6. I want to celebrate my son like any proud parent, even if it is a bit unconventional.
I want to show you the pictures of him that we treasure. I want to show you the toys he received from friends in different corners of the world. When you come to town for a visit, I want to take you to see his grave. And, on his birthday, I want you to send your well wishes or condolences to show that you remember (but please don't send a card with how old he would be as that painful reminder might just ruin me). And, yes, reach out on his death day too, because no matter how many years have passed, it is going to be a hard day and I'm going to want support.
7. I'm terrified of forgetting.
Along with losing my son, I fear the secondary loss of my memories with him. His life was so short – too short – that I don't have many days or impactful memories to draw from. Everything becomes important – every time I held him, who his nurses were, what his hair smelled like, whether he had my ears or my husbands, the time he peed all over me, the first time I changed his diaper, the first time he opened his eyes, the warm feeling of his skin against mine. I want to document it all, but I've already forgotten so much. What memories will I be able to recall in 5 years or 20? It is terrifying to imagine that I might someday forget.
8. I feel tremendous guilt for my son’s death.
Could I have done anything to prevent it? No, there was absolutely nothing I could have done differently. Should I feel guilty? My logical brain tells me "No, don’t be stupid," but guilt still takes hold of me. Understand that as his mother I felt it was my primal and primary responsibility to protect him, and I failed. I felt like it was my body's job to bring him to term, and it failed. I felt like my love was supposed to be strong enough to save him, and that failed. I failed because my son didn't survive. If only I was healthier... if only I would have prayed harder... if only I would have known from the beginning that I had a high-risk pregnancy... if only I had held him tighter...if only I had held him for longer... if only... if only... if only... and the guilt carries on.
9. I am envious.
I love my friends and the fact that they are bringing new life to this world, but it is so hard to see the photos of their new babies or their effortless whole families. These are cutting reminders of what I no longer have, and as much as I want to be happy for them, it hurts knowing that I am not experiencing the same naïve and innocent joy. While I understand that parenthood is extremely challenging and I empathize with (and would hate to minimize) their struggles, I absolutely despise their complaints about spilled spaghetti or wet bed sheets, as if those are the worst possible things that could happen to a family. I detest complaints that they aren't sleeping because their baby is keeping them up at night – you have no idea what I would trade to be sleepless with an inconsolable baby. I hate seeing the new pregnancy announcements that remind me so blatantly of what I once had.
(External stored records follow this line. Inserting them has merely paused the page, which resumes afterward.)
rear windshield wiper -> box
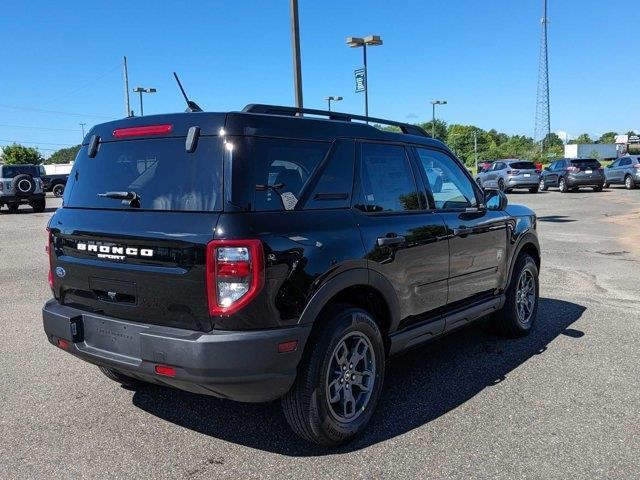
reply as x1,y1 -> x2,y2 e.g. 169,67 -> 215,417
98,191 -> 140,208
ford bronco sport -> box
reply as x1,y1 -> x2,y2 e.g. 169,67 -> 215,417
0,164 -> 46,213
43,105 -> 540,446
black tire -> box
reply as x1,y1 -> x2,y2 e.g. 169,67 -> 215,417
592,185 -> 603,192
31,198 -> 46,213
625,175 -> 636,190
498,178 -> 506,191
11,174 -> 36,197
538,178 -> 547,191
558,177 -> 568,193
603,182 -> 610,189
98,366 -> 142,389
52,183 -> 65,197
282,305 -> 385,446
529,186 -> 539,193
7,203 -> 19,213
493,254 -> 539,337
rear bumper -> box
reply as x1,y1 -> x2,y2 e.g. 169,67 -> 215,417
42,299 -> 311,402
566,175 -> 604,187
0,192 -> 45,203
507,177 -> 539,188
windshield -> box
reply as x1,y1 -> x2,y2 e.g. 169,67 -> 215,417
64,137 -> 223,211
Even more, I hate how everyone who sees that pregnancy announcement automatically assumes it will result in a healthy, living baby. I hate most of all that I now feel the need to use the word "living" in that last sentence. I loathe if any complete family takes one lousy second of their child's life for granted.
If you are a parent, I want you to imagine life in my shoes. Think about the first time you felt your child. Recall how proud and amazed you were holding your child in your arms. Remember the warmth of instantaneous love washing over you. Then think about the last time your child was really sick. Recall the worry you felt. Remember how incapacitating it felt to be powerless against whatever was causing their pain. Then think about your utter relief when they got better. Think about all of the precious moments you've spent with them since. Think about how their laugh brightens your mood after the crappiest day. Think about your fascination as you watch them grow ever more aware, ever more intelligent each day.
And then imagine that it has all vanished. Irrevocably. Forever. Imagine how it would feel to bury your own child and have time keep pressing on without them. Imagine that your worst nightmare is now your reality. Feel the burning hole in your heart that aches for your child to be with you...
...and be endlessly thankful that they are.